# Is there an MR-16 LED that is brighter than a 50w Halogen?



## Stu-Pidaso (Dec 6, 2015)

We have a holiday motion projector (video is not mine) that uses a 50w halogen MR-16. Not even going to bother putting it up this year as the lighting is so dim you pretty much can't see it. Obviously for safety reasons there is a 50w max rating on the projector. I was wondering if there is an LED MR-16 that is brighter/more powerful. 

Thanks!


----------



## CoveAxe (Dec 6, 2015)

There's a good selection at earthled. They have some 75W equivalents that are brighter than a 50W halogen, though they seem dimmer than what they should be. That's probably the best you're going to find right now.

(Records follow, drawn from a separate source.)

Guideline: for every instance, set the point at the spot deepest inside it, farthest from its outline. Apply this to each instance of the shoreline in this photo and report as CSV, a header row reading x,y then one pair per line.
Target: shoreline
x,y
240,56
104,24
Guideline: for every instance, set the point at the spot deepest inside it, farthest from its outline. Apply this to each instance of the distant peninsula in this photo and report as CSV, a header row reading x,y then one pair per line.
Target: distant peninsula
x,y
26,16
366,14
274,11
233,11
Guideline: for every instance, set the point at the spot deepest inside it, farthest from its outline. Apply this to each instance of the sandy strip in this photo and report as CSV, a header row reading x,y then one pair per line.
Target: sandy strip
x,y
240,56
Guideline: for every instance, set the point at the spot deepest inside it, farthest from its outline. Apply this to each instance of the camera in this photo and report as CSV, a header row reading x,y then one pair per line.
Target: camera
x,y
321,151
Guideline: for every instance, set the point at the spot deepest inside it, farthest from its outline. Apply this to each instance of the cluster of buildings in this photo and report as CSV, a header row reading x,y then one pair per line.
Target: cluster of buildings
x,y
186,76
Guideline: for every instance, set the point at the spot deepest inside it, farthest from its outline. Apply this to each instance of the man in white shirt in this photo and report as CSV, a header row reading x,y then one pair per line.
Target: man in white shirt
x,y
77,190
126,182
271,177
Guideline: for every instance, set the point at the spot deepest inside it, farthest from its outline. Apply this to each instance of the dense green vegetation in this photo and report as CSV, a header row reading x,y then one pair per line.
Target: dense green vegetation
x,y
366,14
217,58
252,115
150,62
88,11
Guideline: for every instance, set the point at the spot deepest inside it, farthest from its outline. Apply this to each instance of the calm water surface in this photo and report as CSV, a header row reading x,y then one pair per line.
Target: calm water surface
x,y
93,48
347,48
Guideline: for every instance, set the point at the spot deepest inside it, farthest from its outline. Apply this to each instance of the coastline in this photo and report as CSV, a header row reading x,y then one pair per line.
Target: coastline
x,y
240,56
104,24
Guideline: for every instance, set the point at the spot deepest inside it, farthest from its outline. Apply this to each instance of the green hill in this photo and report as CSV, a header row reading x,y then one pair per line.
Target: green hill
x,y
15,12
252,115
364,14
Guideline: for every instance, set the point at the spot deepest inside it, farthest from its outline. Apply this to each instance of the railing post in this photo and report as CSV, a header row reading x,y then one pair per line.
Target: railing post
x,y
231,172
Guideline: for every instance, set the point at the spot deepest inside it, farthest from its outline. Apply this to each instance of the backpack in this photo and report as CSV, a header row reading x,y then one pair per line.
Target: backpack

MR-16 is one of those formats that's hard to scale for LED because you have tight space tolerances and they are usually partially enclosed. LEDs will just burn themselves out at high enough output. It'll be at least a few years before you can find >100W equivalents.


----------



## Stu-Pidaso (Dec 6, 2015)

Thanks!


----------



## broadgage (Dec 9, 2015)

Are you certain that a regular type of MR16 is the correct lamp ? there are some special types of 12 volt 50 watt reflector lamp that are specifically designed for projectors. Use of a regular MR16 instead of a projector lamp will work to an extent but give a much reduced performance.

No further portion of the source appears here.